Is there a possibility that his fame has been exaggerated? OK, he separated those twins, but maybe that time it was dumb luck. Sorry, he’s shown himself to be too ignorant to give him any benefit of doubt.

I think one can be very talented in one specific area, while having absolutely no wide ranging knowledge aside from that one area of expertise.
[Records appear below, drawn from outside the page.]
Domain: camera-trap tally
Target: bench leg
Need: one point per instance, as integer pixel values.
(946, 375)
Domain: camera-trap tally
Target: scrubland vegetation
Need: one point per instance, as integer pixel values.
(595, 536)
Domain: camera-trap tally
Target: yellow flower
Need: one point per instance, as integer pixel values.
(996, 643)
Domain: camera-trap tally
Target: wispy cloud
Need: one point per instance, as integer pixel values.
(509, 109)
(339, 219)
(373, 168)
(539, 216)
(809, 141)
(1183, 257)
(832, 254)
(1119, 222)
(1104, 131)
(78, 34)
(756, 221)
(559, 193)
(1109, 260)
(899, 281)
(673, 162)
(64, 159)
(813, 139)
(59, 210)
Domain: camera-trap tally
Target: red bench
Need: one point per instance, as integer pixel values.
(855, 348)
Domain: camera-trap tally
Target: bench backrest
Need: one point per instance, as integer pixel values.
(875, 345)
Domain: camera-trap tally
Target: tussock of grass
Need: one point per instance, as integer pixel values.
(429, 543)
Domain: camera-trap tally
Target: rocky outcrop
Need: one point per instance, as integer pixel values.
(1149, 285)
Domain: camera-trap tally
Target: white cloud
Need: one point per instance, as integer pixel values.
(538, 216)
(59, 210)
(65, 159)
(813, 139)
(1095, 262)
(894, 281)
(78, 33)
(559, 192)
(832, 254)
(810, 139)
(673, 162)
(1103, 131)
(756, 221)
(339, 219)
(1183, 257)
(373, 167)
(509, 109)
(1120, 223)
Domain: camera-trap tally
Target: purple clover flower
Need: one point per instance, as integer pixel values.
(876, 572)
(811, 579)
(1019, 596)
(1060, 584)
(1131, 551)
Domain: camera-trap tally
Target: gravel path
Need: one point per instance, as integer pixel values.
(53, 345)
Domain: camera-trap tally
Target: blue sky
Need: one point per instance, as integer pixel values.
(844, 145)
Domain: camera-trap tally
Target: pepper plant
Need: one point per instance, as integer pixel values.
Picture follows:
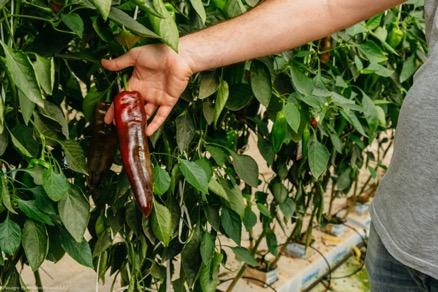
(314, 110)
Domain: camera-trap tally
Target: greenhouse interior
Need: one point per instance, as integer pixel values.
(218, 145)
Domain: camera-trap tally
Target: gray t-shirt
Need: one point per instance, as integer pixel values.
(405, 210)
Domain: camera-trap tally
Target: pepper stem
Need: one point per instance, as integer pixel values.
(125, 82)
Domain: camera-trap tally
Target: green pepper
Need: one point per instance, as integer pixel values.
(127, 39)
(395, 36)
(279, 131)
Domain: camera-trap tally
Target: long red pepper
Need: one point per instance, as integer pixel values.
(131, 122)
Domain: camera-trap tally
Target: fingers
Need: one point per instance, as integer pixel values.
(158, 120)
(109, 116)
(119, 63)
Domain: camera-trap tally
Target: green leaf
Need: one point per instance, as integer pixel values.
(74, 22)
(4, 141)
(74, 156)
(378, 69)
(148, 7)
(10, 236)
(344, 180)
(337, 143)
(185, 131)
(352, 119)
(54, 113)
(221, 99)
(249, 219)
(261, 82)
(279, 191)
(264, 210)
(301, 82)
(79, 251)
(89, 104)
(103, 242)
(162, 223)
(35, 243)
(409, 68)
(240, 97)
(288, 208)
(74, 213)
(293, 116)
(208, 84)
(20, 67)
(2, 116)
(6, 195)
(245, 256)
(30, 208)
(55, 184)
(161, 180)
(266, 150)
(373, 52)
(27, 107)
(318, 158)
(233, 196)
(44, 68)
(207, 247)
(130, 23)
(218, 154)
(370, 111)
(191, 258)
(104, 7)
(20, 147)
(199, 8)
(208, 277)
(272, 243)
(194, 174)
(246, 168)
(231, 224)
(165, 26)
(208, 111)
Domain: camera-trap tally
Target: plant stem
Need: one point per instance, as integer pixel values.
(38, 282)
(332, 199)
(243, 267)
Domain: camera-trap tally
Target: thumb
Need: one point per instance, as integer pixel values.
(119, 63)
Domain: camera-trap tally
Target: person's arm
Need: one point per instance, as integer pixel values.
(161, 75)
(272, 27)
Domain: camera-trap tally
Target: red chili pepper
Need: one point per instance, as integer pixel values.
(131, 122)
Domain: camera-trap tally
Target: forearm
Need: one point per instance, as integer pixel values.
(272, 27)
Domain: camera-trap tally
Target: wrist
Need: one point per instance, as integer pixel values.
(188, 53)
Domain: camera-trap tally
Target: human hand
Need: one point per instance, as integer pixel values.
(160, 75)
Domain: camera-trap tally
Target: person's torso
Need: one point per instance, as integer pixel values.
(405, 210)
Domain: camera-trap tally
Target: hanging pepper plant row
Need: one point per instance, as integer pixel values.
(314, 111)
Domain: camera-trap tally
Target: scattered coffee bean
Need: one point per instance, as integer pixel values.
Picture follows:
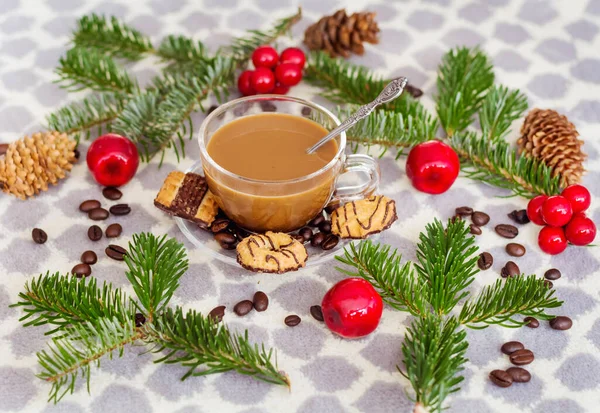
(561, 323)
(552, 274)
(519, 374)
(89, 257)
(519, 216)
(521, 357)
(113, 230)
(506, 230)
(480, 218)
(243, 307)
(511, 346)
(116, 252)
(98, 214)
(112, 193)
(501, 378)
(39, 236)
(330, 241)
(95, 233)
(260, 301)
(515, 250)
(292, 320)
(485, 261)
(81, 270)
(316, 312)
(120, 209)
(87, 206)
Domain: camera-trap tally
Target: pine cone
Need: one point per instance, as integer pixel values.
(550, 137)
(31, 163)
(340, 34)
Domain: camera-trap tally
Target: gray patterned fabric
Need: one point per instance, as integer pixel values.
(549, 49)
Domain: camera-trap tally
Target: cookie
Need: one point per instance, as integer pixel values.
(187, 196)
(274, 252)
(359, 219)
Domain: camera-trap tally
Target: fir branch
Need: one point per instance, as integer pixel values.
(464, 77)
(500, 302)
(397, 283)
(206, 347)
(447, 262)
(434, 355)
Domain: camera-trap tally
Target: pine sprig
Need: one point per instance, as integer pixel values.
(206, 347)
(500, 302)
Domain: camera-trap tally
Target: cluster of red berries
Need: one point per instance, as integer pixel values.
(273, 73)
(563, 218)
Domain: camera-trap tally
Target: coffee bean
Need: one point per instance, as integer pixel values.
(329, 242)
(217, 313)
(506, 231)
(480, 218)
(519, 216)
(120, 209)
(532, 322)
(521, 357)
(113, 230)
(39, 236)
(260, 301)
(561, 323)
(485, 261)
(95, 233)
(552, 274)
(292, 320)
(511, 346)
(81, 270)
(89, 257)
(316, 312)
(112, 193)
(98, 214)
(87, 206)
(243, 307)
(116, 252)
(519, 374)
(515, 250)
(501, 378)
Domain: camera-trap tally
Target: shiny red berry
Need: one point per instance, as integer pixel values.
(578, 196)
(552, 240)
(581, 230)
(245, 83)
(265, 56)
(534, 209)
(288, 74)
(432, 167)
(293, 55)
(557, 211)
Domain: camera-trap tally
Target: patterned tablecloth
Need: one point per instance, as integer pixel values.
(548, 49)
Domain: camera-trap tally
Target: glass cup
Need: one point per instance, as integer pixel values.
(284, 205)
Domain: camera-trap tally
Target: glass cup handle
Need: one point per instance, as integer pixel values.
(365, 166)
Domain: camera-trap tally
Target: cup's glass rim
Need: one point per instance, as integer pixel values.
(222, 108)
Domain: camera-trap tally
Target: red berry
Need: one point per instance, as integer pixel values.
(432, 167)
(557, 211)
(352, 308)
(293, 55)
(112, 159)
(265, 56)
(288, 74)
(581, 230)
(578, 196)
(263, 80)
(245, 83)
(552, 240)
(534, 209)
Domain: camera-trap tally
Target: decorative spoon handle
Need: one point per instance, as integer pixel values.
(389, 93)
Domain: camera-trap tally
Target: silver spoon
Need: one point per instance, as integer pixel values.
(389, 93)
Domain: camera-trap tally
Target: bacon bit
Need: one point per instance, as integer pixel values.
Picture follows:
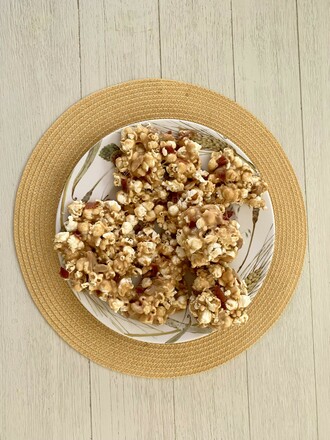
(219, 293)
(115, 156)
(154, 270)
(64, 273)
(169, 149)
(91, 205)
(222, 161)
(174, 197)
(124, 184)
(228, 215)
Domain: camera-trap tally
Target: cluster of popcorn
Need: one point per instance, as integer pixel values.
(170, 218)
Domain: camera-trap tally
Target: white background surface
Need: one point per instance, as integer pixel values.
(272, 56)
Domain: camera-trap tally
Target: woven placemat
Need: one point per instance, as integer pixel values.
(74, 132)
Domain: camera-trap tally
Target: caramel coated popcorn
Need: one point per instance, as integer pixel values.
(170, 217)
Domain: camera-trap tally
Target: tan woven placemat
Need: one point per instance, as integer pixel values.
(74, 132)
That said, he has certainly been associated with some questionable quacks. Dumb.

Carson:

The wonderful thing about a company like Mannatech is that they recognize that when God made us, He gave us the right fuel. And that fuel was the right kind of healthy food. You know we live in a society that is very sophisticated, and sometimes we’re not able to achieve the original diet. And we have to alter our diet to fit our lifestyle. Many of the natural things are not included in our diet. Basically what the company is doing is trying to find a way to restore natural diet as a medicine or as a mechanism for maintaining health.

ooops

In November 2004, the mother of a child with Tay-Sachs disease who died after being treated with Mannatech products filed suit against the company in Los Angeles Superior Court, seeking damages for intentional infliction of emotional distress, negligent misrepresentation, and conspiracy to commit fraud. The suit alleged that the Mannatech sales associate who “treated” the three-year-old had shared naked photos of the boy — provided by his mother as evidence of weight gain, with an understanding that they’d be kept confidential — with hundreds of people at a Mannatech demonstration seminar. The sales associate was further accused of authoring an article, in the Journal of the American Nutraceutical Association in August 1997, explicitly claiming that Mannatech’s supplements had improved the boy’s condition, even though the boy had, by that time, died. The suit also presented evidence that Mannatech was still using photographs of the boy in promotional materials on its website in March 2004, “with the clear inference that [the boy] was alive and doing well some seven years after his actual death.”